Sternklang creates a sense of "non-progressive or circular time by blurring complex relationships between pitch and rhythm based on the overtone series so that the structure is perceived as inexhaustible and thus appears static". The entire composition is based on five just-intoned harmonic sounds, each containing eight tones corresponding to the second through ninth partials of the overtone series. One of these tones in each chord is the E above middle C, tuned to 330 Hz. In the first chord this functions as the ninth partial, in the second chord as the eighth partial, and so on to the fifth chord, where it is the fifth partial. Compositionally, the harmonic structure fluctuates between an extreme situation in which all five groups share the same chord and the opposite extreme where each group's chord is different.

The rhythms, tone colours, and pitch intervals in the "models" are directly derived from star constellations observed in the sky and integrated as musical figures.

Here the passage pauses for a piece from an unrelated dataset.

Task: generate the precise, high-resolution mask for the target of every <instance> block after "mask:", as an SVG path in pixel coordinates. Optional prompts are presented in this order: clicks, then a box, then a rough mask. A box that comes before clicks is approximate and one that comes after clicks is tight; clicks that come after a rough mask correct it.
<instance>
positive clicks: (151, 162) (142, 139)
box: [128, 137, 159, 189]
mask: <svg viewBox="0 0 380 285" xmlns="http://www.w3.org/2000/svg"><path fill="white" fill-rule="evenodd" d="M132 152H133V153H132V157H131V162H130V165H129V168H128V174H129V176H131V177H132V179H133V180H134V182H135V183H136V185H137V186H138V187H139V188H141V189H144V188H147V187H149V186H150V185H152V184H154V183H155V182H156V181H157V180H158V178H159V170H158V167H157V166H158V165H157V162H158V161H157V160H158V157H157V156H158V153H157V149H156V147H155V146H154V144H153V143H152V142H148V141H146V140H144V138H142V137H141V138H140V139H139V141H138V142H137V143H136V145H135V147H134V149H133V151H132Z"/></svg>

The self-similarity of the time and pitch structures recalls the same composer's Gruppen.

==Reception==
At the Birmingham performance in 1992, the composer observed members of the audience:
They stayed a while at the same place to listen to a group, then moved away in the park in the direction of another group. As I walked from group to group … I began to encounter the same people. Those located in the central listening area did not remain there long, at most five minutes, then went toward a group—who knows what prompted them to choose this one over another?
 The overall response of the audience attending was described by another observer:
for many in the park on Tuesday night the experience was unique and estimable: not a soul I talked to disliked it. Quite what came down to Earth that night as a result of this community endeavour has to be a matter of personal experience. At the very least those who brought this astonishing event to fulfilment can rest secure in the knowledge that they have given Birmingham a night unlike any other.

==Discography==
- Karlheinz Stockhausen: Sternklang. Group 1 (Intermodulation): Peter Britton (synthesizer), Tim Souster (electric viola with synthesizer), Robin Thompson (bassoon with synthesizer), Roger Smalley (synthesizer); Group 2: Annette Meriweather (soprano); Wolfgang König (trombone with synthesizer), Hans-Alderich Billig (bass), Harald Bojé (electronium); Group 3: Helga Hamm-Albrecht (mezzo-soprano), Wolfgang Fromme (tenor), Helmut Clemens (tenor), Peter Sommer (trombone with synthesizer); Group 4 (Gentle Fire): Stuart Jones (violin with synthesizer), Hugh Davies (clarinet with synthesizer), Graham Hearn (synthesizer), Michael Robinson (cello with synthesizer); Group 5: Markus Stockhausen (trumpet with synthesizer), Suzanne Stephens (clarinet with synthesizer), Atsuko Iwami (alto voice and recorder), Michael Vetter (bass and recorder); Richard Bernas (percussion, from Gentle Fire). 2-LP recording. Recorded in the Studio des Dames, Paris, June 24–26, 1975. Polydor 2612 031 (2335 116 and 2335 117). [Germany]: Polydor International; Deutsche Grammophon 2707 123 (2531 281 & 2531 282). [Hamburg]: Deutsche Grammophon, 1976. Reissued on 2-CD set, Stockhausen Complete Edition CD 18A–B. Kürten: Stockhausen-Verlag, 1992.

==Filmography==
- 1980. Omnibus: Tuning in with Stockhausen and the Sing Circle. BBC TV. [Includes excerpts from Sternklang.]